All the observers said that the enemy in the extensive woods northeast of the Neustadt were ready to attack. From there it was only 3 kilometres to the Warthe bridges, and even less from the flanks near Drewitz and Warnick. The field positions on the town perimeter were being systematically extended. Volkssturm men, for example, were working on an anti-tank ditch opposite Warnick in front of the Engineer Barracks. The barracks themselves had been developed into a strongpoint, the surrounding wall reinforced with sandbag barricades and barbed wire. Camouflage nets hung over the entrance and there were notices warning of enemy observation and snipers. Until recently it had not been necessary to have the greater part of the armed forces available in the front line. The ‘unreliable’ Hungarians and the so-called Eastern Peoples’ Volunteers were now building anti-tank barriers in the streets of the inner town.
It will be recalled that the Neustadt sector commandant was Feldgendarmerie Colonel Franz Walter, who had been personally selected by Reinefarth for this position, presumably because they knew each other from the past, and despite severe criticism from the Corps staff. Walter was now in a difficult position. Should Soviet tanks penetrate the town, the newly built anti-tank barriers were only capable of holding them at bay for a few hours at best. Saving some of the troops and the most valuable parts of their equipment would only be possible under cover of darkness. However, that entailed–should the storm begin in the morning as expected–at least ten hours’ resistance, or an hour’s street-fighting for every 300 metres, an hour of blood-letting for the average distance between two bus-stops, should there be anything left to save.

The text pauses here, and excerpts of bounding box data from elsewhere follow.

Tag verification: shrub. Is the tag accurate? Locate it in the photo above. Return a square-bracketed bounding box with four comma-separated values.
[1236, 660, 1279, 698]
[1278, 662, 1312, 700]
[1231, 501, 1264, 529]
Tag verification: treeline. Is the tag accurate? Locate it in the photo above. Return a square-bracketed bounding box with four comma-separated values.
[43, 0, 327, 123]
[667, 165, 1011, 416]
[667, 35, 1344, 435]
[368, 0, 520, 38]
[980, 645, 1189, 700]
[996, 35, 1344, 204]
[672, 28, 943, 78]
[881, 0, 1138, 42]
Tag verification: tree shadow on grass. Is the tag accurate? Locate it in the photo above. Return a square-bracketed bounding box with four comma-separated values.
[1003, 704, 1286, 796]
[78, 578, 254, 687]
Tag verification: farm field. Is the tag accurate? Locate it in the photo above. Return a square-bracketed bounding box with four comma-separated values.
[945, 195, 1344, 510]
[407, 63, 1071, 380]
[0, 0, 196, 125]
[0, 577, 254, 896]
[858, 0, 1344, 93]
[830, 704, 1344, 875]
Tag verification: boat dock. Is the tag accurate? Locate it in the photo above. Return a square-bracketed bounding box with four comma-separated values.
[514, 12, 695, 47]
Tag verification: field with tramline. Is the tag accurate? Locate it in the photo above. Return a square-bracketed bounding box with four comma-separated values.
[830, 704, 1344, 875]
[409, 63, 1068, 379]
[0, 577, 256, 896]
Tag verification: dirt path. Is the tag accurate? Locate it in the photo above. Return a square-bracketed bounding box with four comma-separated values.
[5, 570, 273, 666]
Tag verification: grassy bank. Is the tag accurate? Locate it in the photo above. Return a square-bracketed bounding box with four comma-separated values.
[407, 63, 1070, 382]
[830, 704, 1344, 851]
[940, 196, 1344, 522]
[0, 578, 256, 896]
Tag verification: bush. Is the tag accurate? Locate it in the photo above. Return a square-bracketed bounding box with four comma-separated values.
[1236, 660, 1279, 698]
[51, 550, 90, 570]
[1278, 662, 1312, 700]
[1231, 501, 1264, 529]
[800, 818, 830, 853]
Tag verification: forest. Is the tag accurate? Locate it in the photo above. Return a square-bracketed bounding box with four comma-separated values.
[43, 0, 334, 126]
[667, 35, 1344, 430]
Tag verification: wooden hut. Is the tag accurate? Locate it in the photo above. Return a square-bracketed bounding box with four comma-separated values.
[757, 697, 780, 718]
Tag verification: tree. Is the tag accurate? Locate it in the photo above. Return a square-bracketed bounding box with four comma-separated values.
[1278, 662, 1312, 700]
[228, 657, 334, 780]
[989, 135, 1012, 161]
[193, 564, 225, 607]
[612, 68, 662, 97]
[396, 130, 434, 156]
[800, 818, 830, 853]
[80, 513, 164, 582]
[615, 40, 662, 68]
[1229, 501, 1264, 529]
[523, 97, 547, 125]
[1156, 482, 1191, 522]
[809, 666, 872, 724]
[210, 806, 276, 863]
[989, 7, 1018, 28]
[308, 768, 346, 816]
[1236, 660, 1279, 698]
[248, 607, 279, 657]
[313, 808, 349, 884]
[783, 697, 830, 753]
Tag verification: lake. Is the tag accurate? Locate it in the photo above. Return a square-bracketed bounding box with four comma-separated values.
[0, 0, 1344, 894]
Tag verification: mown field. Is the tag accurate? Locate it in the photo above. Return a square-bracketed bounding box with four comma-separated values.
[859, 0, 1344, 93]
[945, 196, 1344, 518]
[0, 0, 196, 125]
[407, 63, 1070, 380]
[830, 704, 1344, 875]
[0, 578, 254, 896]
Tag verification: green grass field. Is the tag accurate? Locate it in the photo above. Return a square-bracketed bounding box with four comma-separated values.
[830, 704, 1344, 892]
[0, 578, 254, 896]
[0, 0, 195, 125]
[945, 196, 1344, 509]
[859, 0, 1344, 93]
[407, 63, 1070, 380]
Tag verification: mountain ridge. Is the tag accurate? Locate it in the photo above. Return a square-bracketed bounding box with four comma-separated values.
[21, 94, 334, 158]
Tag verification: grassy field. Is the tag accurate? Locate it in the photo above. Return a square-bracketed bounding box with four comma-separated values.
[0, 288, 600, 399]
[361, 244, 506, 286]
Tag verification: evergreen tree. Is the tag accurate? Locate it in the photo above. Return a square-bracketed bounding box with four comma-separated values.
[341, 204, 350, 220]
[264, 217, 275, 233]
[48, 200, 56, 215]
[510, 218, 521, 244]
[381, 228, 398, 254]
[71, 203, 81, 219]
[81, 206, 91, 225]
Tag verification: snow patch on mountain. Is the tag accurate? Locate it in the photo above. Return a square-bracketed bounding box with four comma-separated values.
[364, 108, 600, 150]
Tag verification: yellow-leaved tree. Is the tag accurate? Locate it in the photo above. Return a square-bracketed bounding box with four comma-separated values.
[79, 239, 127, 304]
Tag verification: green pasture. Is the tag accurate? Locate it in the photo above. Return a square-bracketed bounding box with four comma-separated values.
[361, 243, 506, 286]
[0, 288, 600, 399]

Should the enemy have the nerve to cross the Warthe, which was only the width of a canal in places, they would come up against the nucleus of the fortress at its most vulnerable point. The Warthe frontage of the mighty rectangle of bastions that once enclosed the Altstadt had been reduced to almost nothing in the early 1930s, the demolished and levelled terrain having been built on only sparsely. There were few support positions for the defence, and the high water table near the bank severely limited the construction of earthworks. All the streets and alleys leading from this side to the centre of the Altstadt had barricades that could be quickly closed in an emergency. Even the side doors to these streets were blocked. Thus in one still-used building the only way to the cellar was barred and it could only be reached from the back yard. The engineers, who did not value its use too highly, let themselves be persuaded by the occupants to provide them with access by means of a set of stable steps to the adjoining property.